At Diagnosis, What Do Cancer Patients Want?

March 19, 2019/in CDG at TLI

A Q&A with Laura Benson, RN, MS, ANP, president of Conversations in Care, LLC; LauraBensonRN@Gmail.com

Q: In our digital communication world of 2019, some patients may receive the initial message that YOU HAVE CANCER by cell phone, text, email, or even voice mail. When this happens, what do patients most want, and how can that best be accomplished?

A: When I first read your question, I was immediately brought back to a National Cancer Survivors Day around 1988. During the open microphone portion of the program, a patient bravely rose to address the audience. She proceeded to tell us she didn’t know she had cancer until she received the Survivors Day invitation, whereupon she turned to her attending physician and asked, “Well doctor, do I have cancer?” Since then, communication in today’s digital age has not seen a vast improvement. Indeed, a recent report out of California tells the tale of a patient and family learning he was dying via a video robot interaction.

What has not changed over the decades is the need for information that is easily understood, easily accessible, scientifically accurate, and delivered with compassion and connection. The dawn of the “Dr.Google” age has brought new and unique challenges.

There is no lack of information available. Patients and families still want to know cure rates, prognosis, treatment options, whether they will experience pain, where to find specialists, the costs involved, and what clinical trials are available.

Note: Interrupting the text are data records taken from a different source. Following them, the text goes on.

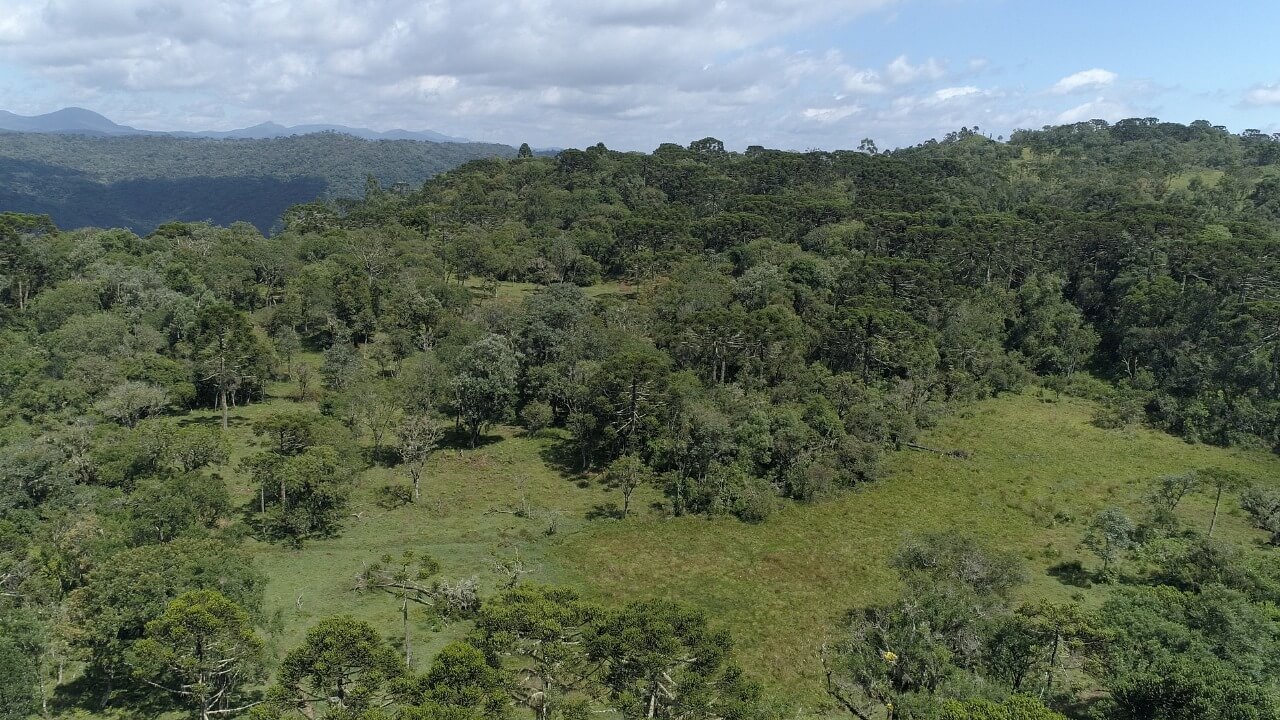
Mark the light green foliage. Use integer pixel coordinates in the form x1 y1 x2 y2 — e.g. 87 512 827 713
588 601 763 720
938 694 1065 720
452 334 518 447
274 616 408 712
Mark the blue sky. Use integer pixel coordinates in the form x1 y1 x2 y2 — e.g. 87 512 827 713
0 0 1280 150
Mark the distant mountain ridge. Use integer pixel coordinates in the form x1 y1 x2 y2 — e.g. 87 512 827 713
0 120 516 228
0 108 472 142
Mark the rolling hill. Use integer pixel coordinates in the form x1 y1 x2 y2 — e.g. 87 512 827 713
0 126 516 233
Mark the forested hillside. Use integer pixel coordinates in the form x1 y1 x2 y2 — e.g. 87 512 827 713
0 119 1280 720
0 132 516 228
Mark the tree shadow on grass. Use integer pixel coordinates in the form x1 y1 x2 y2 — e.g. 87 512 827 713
178 415 252 429
49 673 179 720
1048 560 1094 588
438 428 502 452
586 502 622 520
538 439 586 479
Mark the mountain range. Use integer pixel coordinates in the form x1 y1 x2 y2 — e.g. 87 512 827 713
0 108 471 142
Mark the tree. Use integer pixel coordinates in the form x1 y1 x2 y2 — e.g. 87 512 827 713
1240 486 1280 544
165 425 230 473
96 380 169 428
243 445 355 543
399 415 444 502
274 615 408 717
397 642 511 720
0 635 40 720
604 455 653 519
1196 468 1244 537
347 383 403 461
938 694 1066 720
192 302 268 430
64 538 265 705
356 550 480 665
474 585 600 720
252 410 321 456
1151 471 1201 525
133 589 264 720
588 601 760 720
1083 507 1137 575
453 334 520 447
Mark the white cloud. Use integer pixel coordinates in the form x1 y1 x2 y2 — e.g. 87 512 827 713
1052 68 1120 95
884 55 946 85
1053 97 1138 123
801 105 861 123
1244 83 1280 105
933 85 982 102
0 0 1172 150
845 70 884 92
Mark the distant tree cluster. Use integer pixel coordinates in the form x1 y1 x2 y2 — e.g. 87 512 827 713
0 114 1280 720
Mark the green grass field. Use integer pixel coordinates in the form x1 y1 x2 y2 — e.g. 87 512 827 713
197 376 1280 714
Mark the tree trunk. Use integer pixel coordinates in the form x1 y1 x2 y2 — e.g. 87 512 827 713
1041 632 1062 700
401 594 413 670
1208 486 1222 539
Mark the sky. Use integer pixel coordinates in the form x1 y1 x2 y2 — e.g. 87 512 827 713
0 0 1280 150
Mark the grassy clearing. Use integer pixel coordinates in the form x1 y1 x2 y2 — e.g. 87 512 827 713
553 386 1280 707
207 387 1280 711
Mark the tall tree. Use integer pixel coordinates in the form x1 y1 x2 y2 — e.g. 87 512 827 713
192 304 269 430
133 589 264 720
399 415 444 502
453 334 520 447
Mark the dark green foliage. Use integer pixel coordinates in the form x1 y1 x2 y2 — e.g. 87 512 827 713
67 539 264 697
0 637 40 720
274 616 408 716
588 601 763 720
12 119 1280 720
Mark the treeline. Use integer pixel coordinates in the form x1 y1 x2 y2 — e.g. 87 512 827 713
0 114 1280 717
0 132 516 233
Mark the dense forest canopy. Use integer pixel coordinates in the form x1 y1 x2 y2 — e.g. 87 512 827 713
0 114 1280 720
0 132 516 233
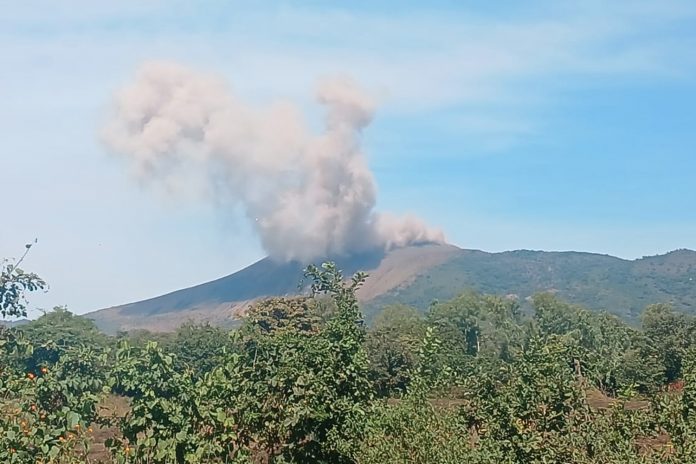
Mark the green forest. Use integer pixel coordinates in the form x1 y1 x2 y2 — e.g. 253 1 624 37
0 263 696 464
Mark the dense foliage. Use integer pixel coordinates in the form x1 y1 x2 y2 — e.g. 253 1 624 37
6 256 696 464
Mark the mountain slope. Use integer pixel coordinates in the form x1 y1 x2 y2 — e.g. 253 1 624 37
366 250 696 322
87 245 461 333
88 245 696 332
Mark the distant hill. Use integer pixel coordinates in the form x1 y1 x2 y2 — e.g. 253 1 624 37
88 245 696 332
0 319 31 327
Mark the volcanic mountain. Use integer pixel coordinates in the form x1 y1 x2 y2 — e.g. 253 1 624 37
87 244 696 333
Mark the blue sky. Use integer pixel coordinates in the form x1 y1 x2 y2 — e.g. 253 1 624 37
0 0 696 313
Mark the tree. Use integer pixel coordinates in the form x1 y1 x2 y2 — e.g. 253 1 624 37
0 245 46 319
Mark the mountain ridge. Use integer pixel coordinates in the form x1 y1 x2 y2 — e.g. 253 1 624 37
86 244 696 332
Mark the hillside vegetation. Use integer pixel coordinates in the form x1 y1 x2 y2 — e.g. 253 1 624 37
88 245 696 334
366 250 696 323
6 264 696 464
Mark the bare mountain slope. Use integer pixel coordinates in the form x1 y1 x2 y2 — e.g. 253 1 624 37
88 245 696 332
88 245 462 332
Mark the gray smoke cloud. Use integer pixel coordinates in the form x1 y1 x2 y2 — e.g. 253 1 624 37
102 63 444 262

Today’s challenge is guiding patients and families to use reliable information sources, and to avoid recommendations made for “cures” based on questionable science. The need for information remains present from the first day of diagnosis until the last day of the patient’s cancer journey. The focus of the information might change over time, but the need is there. For example, if an initial treatment fails to bring about a successful outcome, information needs shift to second opinions and clinical trials.

When searching for information, patients should first look to the source. Where is the information coming from? I recommend looking at websites that not only have vetting and validation behind them, but also are written at a level that is understandable, complete with a glossary and lots of illustrations, such as the National Cancer Institute’s website. Websites of patient advocacy groups are another good source of information. Many of these groups have full-time scientific personnel and top-notch medical boards providing input and comment to the available information. There are many well-known cancer advocacy groups, such as the American Cancer Society, that provide information on a wide variety of cancer types and treatment options. Other organizations focus on the psychosocial needs of patients and families, like CancerCare, which offers counselling, financial assistance, and support groups. Many disease-specific groups exist, as well.

One area of specific need is understanding and navigating the world of clinical trials. ClinicalTrials.gov offers a comprehensive searchable database, but patients need assistance in understanding the medical jargon associated with inclusion and exclusion criteria. Advocacy groups like Cancer Commons bridge the gap for patients, taking into consideration the nuances of an individual patient’s “case” and connecting them with the latest science and experts in relevant fields. This enables patients to learn which science-based treatment options might be best for them. These kinds of groups help assist the patient to their personalized and best next step.

We are moving from the age of personalized medicine to that of precision medicine, and oncology care is leading the way. It is imperative that we guide the patient along with us as the reason for the journey.

As author Chris Pirschel wrote earlier this month for ONS Voice, “Every cancer diagnosis is as individualized and unique as the person receiving it. From family history to societal and economic background to a patient’s genetic make-up and composition, cancer affects each person with cancer differently.”

***

Copyright: This is an open-access article distributed under the terms of the Creative Commons Attribution License, which permits unrestricted use, distribution, and reproduction in any medium, provided the original author and source are credited.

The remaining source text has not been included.